Switch to NFC normalisation by default #257

nickjwhite · 2017-11-01T08:27:21Z

Switch from NFKC normalisation to NFC normalisation by default. NFC
normalisation is more appropriate for OCR, as different characters
which may be semantically similar are nevertheless often useful to
capture and output in their original form.

Switch from NFKC normalisation to NFC normalisation by default. NFC normalisation is more appropriate for OCR, as different characters which may be semantically similar are nevertheless often useful to capture and output in their original form.

kba · 2017-12-08T16:10:30Z

Can you elaborate on why NFKC is better suited for OCR than NFC? Can you give example data where NFKC is superior and ideally test data for CI? How will this influence recognition with the widely used en-default and fraktur models?

I'm reluctant to merge this until I fully understand the consequences.

nickjwhite · 2017-12-12T20:33:20Z

Thanks for commenting @kba.

My use case for NFC is to recognise and differentiate long s (ſ) from a short s (s) in old Latin documents. NFKC recognises that they're semantically interchangable, and so changes the long s into a short s, meaning that I can't differentiate them in the OCR output. I realised this as I found that the long s I had in my codec input text wasn't included in the codec debug output, but it also meant that the long s characters in my ground truth were silently changed to short s characters.

It makes sense to me to only normalise down to glyphs that are identical, and not that are deemed by Unicode to be "equivalent", so that other such characters can be differentiated.

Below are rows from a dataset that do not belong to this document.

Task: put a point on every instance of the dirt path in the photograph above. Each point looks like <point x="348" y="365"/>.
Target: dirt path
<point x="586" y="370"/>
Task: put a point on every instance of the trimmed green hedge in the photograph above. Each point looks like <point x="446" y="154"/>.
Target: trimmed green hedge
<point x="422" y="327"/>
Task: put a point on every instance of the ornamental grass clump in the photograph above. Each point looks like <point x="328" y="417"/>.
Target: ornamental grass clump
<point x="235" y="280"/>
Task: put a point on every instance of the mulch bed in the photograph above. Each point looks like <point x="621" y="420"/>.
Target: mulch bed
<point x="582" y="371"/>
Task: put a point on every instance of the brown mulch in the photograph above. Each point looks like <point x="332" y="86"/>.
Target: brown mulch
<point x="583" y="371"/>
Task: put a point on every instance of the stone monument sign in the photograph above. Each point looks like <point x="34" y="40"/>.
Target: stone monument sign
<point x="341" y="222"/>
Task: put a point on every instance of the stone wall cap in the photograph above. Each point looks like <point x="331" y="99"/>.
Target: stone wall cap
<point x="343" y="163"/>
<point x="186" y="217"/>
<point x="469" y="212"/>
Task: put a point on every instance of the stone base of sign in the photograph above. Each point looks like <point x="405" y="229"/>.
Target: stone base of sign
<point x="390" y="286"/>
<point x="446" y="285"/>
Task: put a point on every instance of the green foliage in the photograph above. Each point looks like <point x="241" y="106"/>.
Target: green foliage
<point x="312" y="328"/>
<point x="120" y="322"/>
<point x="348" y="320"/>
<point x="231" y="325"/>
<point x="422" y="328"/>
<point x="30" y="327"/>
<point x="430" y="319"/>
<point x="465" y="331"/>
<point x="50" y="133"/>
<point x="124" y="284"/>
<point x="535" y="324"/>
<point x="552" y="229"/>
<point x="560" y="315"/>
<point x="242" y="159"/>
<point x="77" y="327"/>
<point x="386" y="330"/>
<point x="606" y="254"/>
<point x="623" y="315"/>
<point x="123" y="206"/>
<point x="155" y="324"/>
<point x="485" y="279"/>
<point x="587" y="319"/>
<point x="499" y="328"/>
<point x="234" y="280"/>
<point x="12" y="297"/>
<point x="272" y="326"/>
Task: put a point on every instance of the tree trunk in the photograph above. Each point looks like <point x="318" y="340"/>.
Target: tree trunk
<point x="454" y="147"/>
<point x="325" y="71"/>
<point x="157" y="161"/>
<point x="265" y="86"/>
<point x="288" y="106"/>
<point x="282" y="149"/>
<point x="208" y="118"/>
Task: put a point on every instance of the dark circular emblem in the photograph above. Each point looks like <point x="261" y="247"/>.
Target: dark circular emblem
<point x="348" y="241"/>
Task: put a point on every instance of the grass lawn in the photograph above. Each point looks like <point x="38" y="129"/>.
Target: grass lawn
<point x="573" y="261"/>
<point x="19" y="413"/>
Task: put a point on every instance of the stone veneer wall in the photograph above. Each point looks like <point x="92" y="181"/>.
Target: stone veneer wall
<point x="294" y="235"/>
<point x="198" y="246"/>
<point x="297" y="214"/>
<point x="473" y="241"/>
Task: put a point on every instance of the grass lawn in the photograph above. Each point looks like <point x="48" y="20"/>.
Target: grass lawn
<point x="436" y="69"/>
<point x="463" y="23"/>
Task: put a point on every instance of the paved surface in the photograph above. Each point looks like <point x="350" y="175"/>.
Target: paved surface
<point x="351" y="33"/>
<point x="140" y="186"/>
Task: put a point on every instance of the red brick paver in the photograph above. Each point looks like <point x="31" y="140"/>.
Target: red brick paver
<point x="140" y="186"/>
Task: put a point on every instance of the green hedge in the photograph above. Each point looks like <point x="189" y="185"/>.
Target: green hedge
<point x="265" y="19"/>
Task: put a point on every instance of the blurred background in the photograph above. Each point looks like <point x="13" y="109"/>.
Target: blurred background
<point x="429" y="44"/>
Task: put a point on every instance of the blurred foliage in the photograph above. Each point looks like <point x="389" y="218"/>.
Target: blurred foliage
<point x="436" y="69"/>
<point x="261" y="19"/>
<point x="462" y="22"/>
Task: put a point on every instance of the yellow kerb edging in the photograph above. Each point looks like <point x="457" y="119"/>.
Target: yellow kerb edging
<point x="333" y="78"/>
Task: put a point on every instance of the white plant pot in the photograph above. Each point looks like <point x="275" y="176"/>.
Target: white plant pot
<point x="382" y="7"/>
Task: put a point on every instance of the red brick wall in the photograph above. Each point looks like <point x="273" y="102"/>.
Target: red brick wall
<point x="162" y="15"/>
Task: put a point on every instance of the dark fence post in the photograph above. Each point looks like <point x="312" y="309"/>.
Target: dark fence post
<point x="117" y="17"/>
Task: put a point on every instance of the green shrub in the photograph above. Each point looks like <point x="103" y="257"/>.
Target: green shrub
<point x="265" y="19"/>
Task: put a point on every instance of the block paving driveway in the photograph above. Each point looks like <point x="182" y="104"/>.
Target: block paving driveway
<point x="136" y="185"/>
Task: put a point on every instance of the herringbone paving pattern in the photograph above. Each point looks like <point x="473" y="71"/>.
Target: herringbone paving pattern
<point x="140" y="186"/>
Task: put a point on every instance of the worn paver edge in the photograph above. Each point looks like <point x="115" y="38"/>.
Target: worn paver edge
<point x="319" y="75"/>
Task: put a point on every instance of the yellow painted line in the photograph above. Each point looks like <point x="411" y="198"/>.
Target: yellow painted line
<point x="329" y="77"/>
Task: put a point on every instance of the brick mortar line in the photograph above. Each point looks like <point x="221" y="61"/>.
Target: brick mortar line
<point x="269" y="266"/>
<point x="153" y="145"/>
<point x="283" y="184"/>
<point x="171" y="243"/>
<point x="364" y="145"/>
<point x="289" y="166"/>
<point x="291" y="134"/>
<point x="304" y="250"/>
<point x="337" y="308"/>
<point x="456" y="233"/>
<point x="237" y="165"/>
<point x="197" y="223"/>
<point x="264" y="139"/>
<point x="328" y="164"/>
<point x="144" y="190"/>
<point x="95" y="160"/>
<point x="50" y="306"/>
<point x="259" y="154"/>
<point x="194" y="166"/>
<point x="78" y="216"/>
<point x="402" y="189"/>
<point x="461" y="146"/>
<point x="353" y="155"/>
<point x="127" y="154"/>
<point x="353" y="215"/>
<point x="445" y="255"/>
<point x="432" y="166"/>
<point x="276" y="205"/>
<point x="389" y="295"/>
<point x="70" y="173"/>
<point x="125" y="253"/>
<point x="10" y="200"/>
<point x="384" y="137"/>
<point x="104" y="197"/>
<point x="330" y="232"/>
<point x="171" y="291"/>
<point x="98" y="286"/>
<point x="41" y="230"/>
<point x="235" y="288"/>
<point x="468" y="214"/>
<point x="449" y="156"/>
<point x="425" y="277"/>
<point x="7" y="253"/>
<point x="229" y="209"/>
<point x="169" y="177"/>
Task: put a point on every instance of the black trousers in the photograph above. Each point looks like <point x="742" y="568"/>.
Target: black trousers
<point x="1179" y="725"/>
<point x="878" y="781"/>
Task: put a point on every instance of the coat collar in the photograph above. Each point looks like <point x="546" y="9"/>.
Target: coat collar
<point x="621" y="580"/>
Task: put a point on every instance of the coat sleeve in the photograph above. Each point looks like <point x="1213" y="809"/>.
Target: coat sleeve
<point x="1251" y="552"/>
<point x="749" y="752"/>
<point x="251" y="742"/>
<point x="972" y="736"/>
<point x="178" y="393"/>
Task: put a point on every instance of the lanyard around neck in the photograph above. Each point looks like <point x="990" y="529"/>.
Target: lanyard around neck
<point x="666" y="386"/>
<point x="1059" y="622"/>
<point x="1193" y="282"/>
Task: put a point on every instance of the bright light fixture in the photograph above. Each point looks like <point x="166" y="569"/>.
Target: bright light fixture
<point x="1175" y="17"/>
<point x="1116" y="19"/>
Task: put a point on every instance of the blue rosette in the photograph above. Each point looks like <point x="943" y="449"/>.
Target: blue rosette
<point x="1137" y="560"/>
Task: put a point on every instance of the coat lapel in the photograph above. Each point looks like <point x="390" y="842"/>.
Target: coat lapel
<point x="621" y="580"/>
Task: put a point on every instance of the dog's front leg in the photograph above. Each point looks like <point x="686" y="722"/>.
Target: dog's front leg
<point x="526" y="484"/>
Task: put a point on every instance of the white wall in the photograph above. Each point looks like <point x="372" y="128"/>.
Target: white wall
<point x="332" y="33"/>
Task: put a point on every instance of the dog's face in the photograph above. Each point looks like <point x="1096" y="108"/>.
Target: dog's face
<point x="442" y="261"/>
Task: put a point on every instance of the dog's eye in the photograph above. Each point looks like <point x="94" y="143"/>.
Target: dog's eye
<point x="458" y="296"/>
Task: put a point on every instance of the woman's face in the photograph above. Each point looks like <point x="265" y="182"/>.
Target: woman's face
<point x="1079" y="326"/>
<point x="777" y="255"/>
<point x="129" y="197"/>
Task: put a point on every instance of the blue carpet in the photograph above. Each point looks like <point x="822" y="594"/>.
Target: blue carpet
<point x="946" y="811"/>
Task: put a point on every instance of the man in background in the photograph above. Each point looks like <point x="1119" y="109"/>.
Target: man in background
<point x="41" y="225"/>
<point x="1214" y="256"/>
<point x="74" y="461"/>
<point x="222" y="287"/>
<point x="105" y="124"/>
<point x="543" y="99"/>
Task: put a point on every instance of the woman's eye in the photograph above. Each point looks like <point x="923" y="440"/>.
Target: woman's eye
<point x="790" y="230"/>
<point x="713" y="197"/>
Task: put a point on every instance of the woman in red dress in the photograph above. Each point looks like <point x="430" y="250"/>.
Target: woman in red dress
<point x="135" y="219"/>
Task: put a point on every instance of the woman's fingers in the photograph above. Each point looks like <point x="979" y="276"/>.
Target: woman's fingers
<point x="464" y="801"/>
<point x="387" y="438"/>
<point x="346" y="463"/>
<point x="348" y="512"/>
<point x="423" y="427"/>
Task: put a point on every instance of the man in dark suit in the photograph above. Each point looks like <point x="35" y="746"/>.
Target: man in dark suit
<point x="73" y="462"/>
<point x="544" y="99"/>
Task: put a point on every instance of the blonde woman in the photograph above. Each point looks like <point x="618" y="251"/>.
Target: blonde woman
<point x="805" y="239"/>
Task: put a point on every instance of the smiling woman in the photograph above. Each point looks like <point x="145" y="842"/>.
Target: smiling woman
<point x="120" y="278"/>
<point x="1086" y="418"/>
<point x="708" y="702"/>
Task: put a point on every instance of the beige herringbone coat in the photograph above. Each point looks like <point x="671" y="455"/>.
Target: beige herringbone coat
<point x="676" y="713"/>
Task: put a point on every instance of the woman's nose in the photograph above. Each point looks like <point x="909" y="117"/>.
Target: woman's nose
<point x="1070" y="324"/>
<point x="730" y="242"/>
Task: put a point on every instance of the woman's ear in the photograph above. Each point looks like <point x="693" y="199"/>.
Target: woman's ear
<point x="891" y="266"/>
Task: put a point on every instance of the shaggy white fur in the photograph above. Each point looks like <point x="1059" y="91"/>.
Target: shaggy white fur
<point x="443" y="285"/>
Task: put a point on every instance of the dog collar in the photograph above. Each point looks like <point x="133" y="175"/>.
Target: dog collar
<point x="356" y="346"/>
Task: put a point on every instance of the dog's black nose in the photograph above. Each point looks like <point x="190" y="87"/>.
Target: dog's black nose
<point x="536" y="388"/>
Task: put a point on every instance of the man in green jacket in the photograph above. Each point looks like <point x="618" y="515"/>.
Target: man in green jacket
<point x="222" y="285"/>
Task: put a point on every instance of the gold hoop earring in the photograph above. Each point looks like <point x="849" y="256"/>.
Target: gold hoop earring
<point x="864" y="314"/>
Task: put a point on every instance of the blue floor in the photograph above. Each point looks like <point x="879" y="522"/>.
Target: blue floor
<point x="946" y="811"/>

To use the example above of long and short s, with this patch one could still just transcribe all long s characters in ground truth with a short s if the differentiation wasn't important, the difference is that if it is relevant then the different glyphs can be preserved and correctly represented with an appropriate model.

I can't think of any cases where this could cause a regression in other training qualities, unless I suppose the ground truth files depended on using different unicode characters that would be normalised to the same character when training. I am not expert in non-Latin or Greek scripts, so perhaps that could be an issue, but that would surprise me.

I hope this all makes sense. Do ping me for clarification if I have been too verbose and unclear!

(edited as I got NFKC and NFC the wrong way around in this comment initially - sorry!)

nickjwhite · 2017-12-12T21:40:46Z

I just tested all the ground truth that was linked to from the wiki, comparing differences between NFC and NFKC: https://github.com/tmbdev/ocropy/wiki/Models

https://github.com/ChillarAnand/likitham (Telugu): no difference
https://github.com/jze/ocropus-model_fraktur (Fraktur): no difference
https://github.com/jze/ocropus-model_oesterreich-ungarn (German): no difference

https://github.com/zuphilip/ocropy-french-models (French): Only difference is several instances of this:
NFC: …
NFKC: ...

https://github.com/jze/ocropus-model_cyrillic (Cyrillic): 1 instance of a difference
NFC: ¾
NFKC: 3⁄4

https://github.com/isaomatsunami/clstm-Japanese (Japanese): many differences, but all small variants of which these seem representative:
NFC: 膀紛惟賢筋紬鉱確板藪垢ト木撰詠腹蒋〉筋静ぞ⑬端宥罷橿懇培上鋼
NFKC: 膀紛惟賢筋紬鉱確板藪垢ト木撰詠腹蒋〉筋静ぞ13端宥罷橿懇培上鋼

NFC: 盗紺r貧双員急媚牙鳥忠傑勃或架届循諭繁敢想疫別緯容く茶ｂ游髙
NFKC: 盗紺r貧双員急媚牙鳥忠傑勃或架届循諭繁敢想疫別緯容く茶b游髙

NFC: 染し璧ク偏郁承枚莉析蒋呪拡霊繊覚産⓯＋剝匿節￥司借垂彌備貴菊
NFKC: 染し璧ク偏郁承枚莉析蒋呪拡霊繊覚産⓯+剝匿節¥司借垂彌備貴菊

NFC: 仰佛ル祖留器碕膚蛛納准嚥廠㍑抑抜提騙ん禍駐尽陵繭弩未汰責脳商
NFKC: 仰佛ル祖留器碕膚蛛納准嚥廠リットル抑抜提騙ん禍駐尽陵繭弩未汰責脳商

I also checked the text in ocropy's tests/ directory, and there was no difference between NFC and NFKC.

From looking at all of these, it still seems to me that NFC is the best option, as it follows the principle of least surprise: it will ensure that whatever glyph is encoded in the ground truth will be used for the model. I suspect that the people creating these models didn't expect the OCR to alter their characters from the ground truth the way NFKC does.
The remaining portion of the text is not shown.